Für mich gibt es keine bösen Angler vs guten Angler,nicht mehr und nicht weniger,solange der normale Angelvorgang eingehalten wird sind alle gleich.

Wer nicht damit umgehen kann das wir auch Risiko tragen in form von Abrißen Verletzungen....der sollte aufhören zu Angeln.

|wavey:


----------



## Wickedstyler (15. Mai 2012)

*AW: Wie lange kann ein Karpfen unbeschadet an der Luft sein?*



gründler schrieb:


> Wer nicht damit umgehen kann das wir auch Risiko tragen in form von Abrißen Verletzungen....der sollte aufhören zu Angeln.
> 
> |wavey:



das unterschreib ich gerne ..


----------



## Silvio.i (15. Mai 2012)

*AW: Wie lange kann ein Karpfen unbeschadet an der Luft sein?*

Schöne Antworten! Leider nicht auf die Frage.
Ob der Fisch den landgang unbeschadet übersteht, kann mann schlecht einschätzen. Er sagt ja nicht.

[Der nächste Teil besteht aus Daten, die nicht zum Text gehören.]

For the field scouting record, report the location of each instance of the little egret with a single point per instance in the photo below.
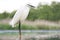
(22, 13)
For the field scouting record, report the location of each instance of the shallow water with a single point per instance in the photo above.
(13, 34)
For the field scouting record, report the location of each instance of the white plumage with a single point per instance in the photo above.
(23, 12)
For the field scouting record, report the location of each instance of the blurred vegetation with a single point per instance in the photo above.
(43, 12)
(28, 27)
(46, 12)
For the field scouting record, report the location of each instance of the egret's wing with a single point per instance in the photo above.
(21, 15)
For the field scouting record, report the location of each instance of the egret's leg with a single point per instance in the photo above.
(19, 30)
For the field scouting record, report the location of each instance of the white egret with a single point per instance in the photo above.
(22, 13)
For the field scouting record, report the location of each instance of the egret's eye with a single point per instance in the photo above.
(31, 5)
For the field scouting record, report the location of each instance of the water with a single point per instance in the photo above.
(31, 33)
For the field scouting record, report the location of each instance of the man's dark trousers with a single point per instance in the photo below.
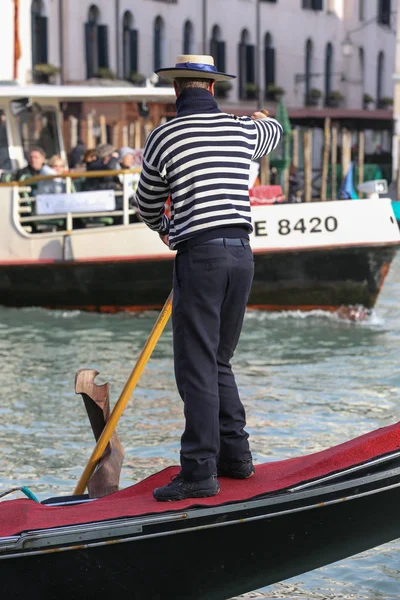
(212, 282)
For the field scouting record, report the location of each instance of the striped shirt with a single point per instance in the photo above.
(202, 162)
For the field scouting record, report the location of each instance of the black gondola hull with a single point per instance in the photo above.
(302, 280)
(216, 553)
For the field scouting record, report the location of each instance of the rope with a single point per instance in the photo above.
(24, 490)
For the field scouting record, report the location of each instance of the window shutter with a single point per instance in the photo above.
(134, 38)
(242, 68)
(269, 65)
(89, 32)
(316, 4)
(250, 52)
(42, 27)
(157, 49)
(220, 58)
(103, 45)
(214, 49)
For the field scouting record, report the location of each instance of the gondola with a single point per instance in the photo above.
(293, 516)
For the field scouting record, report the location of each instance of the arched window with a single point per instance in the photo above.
(96, 42)
(269, 66)
(39, 36)
(247, 86)
(188, 38)
(217, 48)
(308, 68)
(361, 60)
(380, 93)
(130, 46)
(328, 70)
(159, 43)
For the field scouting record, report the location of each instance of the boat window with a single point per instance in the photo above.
(5, 161)
(38, 127)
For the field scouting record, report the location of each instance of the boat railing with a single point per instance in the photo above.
(72, 183)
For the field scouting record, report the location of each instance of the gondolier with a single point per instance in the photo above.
(201, 160)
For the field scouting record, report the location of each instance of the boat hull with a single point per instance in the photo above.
(209, 563)
(325, 278)
(211, 553)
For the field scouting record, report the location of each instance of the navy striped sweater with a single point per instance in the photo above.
(201, 159)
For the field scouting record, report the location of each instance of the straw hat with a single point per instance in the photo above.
(194, 66)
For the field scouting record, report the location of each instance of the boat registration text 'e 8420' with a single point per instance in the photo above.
(319, 224)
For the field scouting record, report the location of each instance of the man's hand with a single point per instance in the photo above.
(164, 238)
(259, 114)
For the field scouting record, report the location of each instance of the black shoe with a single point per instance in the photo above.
(242, 469)
(179, 489)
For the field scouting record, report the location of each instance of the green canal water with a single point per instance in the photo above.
(309, 381)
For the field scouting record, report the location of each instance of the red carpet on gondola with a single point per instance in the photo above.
(17, 516)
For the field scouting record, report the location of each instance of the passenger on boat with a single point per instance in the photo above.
(76, 155)
(105, 161)
(56, 166)
(201, 159)
(126, 161)
(36, 164)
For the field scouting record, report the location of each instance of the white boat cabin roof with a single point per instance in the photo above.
(89, 92)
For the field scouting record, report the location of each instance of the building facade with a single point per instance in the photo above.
(316, 52)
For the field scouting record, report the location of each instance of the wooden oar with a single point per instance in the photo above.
(125, 395)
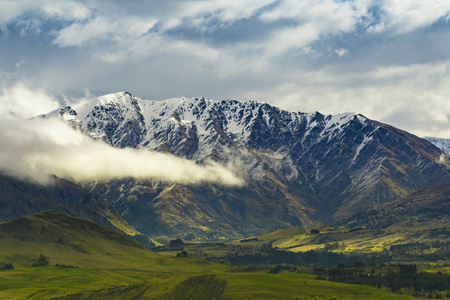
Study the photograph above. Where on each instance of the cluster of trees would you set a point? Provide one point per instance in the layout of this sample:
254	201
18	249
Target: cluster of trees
419	251
397	278
6	266
320	257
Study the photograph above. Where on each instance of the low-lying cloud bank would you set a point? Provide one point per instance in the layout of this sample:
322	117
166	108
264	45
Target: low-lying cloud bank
38	147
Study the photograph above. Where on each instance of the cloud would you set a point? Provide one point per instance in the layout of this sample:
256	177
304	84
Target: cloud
303	55
11	10
22	102
38	147
407	15
341	52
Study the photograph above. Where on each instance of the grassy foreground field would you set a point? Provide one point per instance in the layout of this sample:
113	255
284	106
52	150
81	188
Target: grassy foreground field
57	283
98	263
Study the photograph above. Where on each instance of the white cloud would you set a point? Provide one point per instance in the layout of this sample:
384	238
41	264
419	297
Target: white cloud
79	33
407	15
69	10
38	147
21	102
315	20
341	52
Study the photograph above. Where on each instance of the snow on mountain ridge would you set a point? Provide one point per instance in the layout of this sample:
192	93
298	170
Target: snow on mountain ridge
191	117
443	144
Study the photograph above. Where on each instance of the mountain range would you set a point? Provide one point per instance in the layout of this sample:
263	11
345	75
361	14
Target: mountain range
443	144
301	169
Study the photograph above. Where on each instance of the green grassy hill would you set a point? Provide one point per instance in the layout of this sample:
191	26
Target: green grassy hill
99	263
19	198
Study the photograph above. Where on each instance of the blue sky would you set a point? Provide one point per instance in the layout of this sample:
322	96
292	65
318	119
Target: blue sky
388	60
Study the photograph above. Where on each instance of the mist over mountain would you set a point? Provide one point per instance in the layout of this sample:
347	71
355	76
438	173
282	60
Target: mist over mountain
443	144
299	169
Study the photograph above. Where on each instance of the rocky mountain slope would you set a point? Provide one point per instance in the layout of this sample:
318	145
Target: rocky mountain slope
431	204
443	144
301	169
20	198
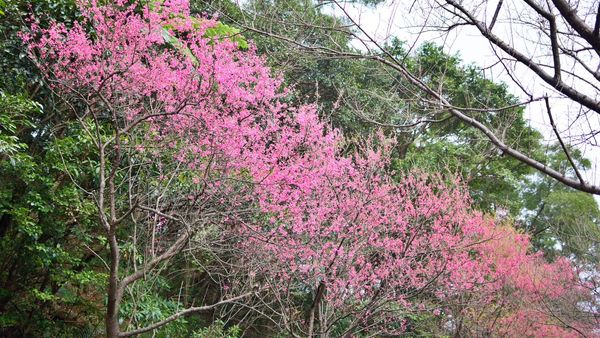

Es kann schon beim keschern passieren, dass du ihm was von der Flosse abbrichst, oder er eine Schuppe verliert, was im schlimmsten Fall zur Infektion und zum Tode führen kann. Auf der anderen Seite habe ich (früher) immer die Karpfen, die ich verspeisen wollte, zwei Stunden im Auto transportiert, nur mit feuchtem Tuch abgedeckt. Und trotzdem sind sie dann noch eine Woche in der Badewanne geschwommen. So lange er Sauerstoff hat und nicht austrocknet kann ein gesundes Tier ziemlich lange an Land überleben.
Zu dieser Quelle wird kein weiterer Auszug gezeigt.